A new report from the Alliances for an Energy Efficient Economy (AEEE) and Clean Cooling Collaborative (CCC) calls for urgent action to integrate demand response (DR) technology into India’s rapidly growing stock of room air conditioners (RACs), aiming to mitigate energy grid strain and rising emissions linked to cooling.
India is projected to sell 130–165 million RACs between 2025 and 2030, nearly doubling the current stock. This growth is intensifying pressure on the power grid. The report argues that DR integration can reduce peak load while maintaining thermal comfort for users.

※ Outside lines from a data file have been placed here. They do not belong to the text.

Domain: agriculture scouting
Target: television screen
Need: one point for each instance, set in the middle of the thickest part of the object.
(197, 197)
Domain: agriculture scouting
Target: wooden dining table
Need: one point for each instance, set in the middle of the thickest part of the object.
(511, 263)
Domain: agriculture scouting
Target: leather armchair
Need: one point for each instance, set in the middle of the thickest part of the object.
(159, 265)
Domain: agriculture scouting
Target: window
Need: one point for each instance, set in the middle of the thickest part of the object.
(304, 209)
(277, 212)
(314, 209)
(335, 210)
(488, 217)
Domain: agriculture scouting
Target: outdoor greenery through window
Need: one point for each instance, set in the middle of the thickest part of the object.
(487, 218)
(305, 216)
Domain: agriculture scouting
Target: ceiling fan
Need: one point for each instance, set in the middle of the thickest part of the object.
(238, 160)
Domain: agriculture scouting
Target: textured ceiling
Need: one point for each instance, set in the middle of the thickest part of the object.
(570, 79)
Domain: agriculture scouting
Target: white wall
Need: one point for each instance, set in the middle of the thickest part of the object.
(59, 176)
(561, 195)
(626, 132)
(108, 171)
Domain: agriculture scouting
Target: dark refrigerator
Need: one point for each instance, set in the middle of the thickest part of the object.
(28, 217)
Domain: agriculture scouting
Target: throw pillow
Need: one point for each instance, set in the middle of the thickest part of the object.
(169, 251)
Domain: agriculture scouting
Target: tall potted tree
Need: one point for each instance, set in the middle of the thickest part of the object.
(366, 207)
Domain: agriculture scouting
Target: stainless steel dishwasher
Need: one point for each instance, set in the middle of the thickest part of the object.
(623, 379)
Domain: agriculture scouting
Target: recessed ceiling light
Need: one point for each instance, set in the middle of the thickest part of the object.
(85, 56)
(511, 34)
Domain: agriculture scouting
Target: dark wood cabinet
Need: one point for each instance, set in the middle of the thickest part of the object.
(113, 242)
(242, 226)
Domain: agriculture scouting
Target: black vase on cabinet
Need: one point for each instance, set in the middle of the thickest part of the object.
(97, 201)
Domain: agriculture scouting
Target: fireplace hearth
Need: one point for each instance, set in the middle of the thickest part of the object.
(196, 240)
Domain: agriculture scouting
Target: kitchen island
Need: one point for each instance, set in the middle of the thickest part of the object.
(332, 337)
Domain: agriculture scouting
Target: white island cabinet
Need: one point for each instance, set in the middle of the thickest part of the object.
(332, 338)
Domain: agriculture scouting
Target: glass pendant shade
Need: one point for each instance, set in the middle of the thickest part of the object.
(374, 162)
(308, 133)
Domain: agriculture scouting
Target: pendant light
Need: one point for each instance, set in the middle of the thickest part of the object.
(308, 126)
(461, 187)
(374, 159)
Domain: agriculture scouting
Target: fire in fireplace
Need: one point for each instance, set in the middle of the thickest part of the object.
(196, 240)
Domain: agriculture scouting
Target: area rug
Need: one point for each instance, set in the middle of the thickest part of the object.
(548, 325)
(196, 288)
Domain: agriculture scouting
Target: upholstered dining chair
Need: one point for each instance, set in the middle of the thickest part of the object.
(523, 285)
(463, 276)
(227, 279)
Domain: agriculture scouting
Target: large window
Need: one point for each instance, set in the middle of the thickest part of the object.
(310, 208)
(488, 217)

CLASP’s analysis forecasts that India could be market-ready for DR-enabled RACs by 2028, with 53–67 million units deployed by 2030. Peak demand reductions of 8–10 GW could be achieved—comparable to Delhi’s entire 2024 peak demand—along with savings of 563–709 GWh of electricity in 2030.
These demand reductions could avoid $12.8 billion in grid investments by 2030, translating to about $473 per participating DR-RAC owner, roughly covering the cost of a unit. The incremental cost of integrating DR technology into RACs is expected to remain in the $10–$30 range.
The report emphasizes the need for technical standardization and collaboration. It calls on the Bureau of Indian Standards (BIS) to develop DR-RAC standards based on global best practices, and on stakeholders across the RAC value chain to support this process.
RAC manufacturers are urged to integrate DR-compliant components and collaborate on policy development. Utilities and aggregators should quantify DR benefits, run pilot programs, and inform consumers. Technology labs, policymakers, and investors are also encouraged to contribute to standardization, R&D, financing, and deployment.
The report concludes with a call for public and private investment, including government subsidies and financial instruments like green bonds, to accelerate DR-RAC adoption and support grid modernization.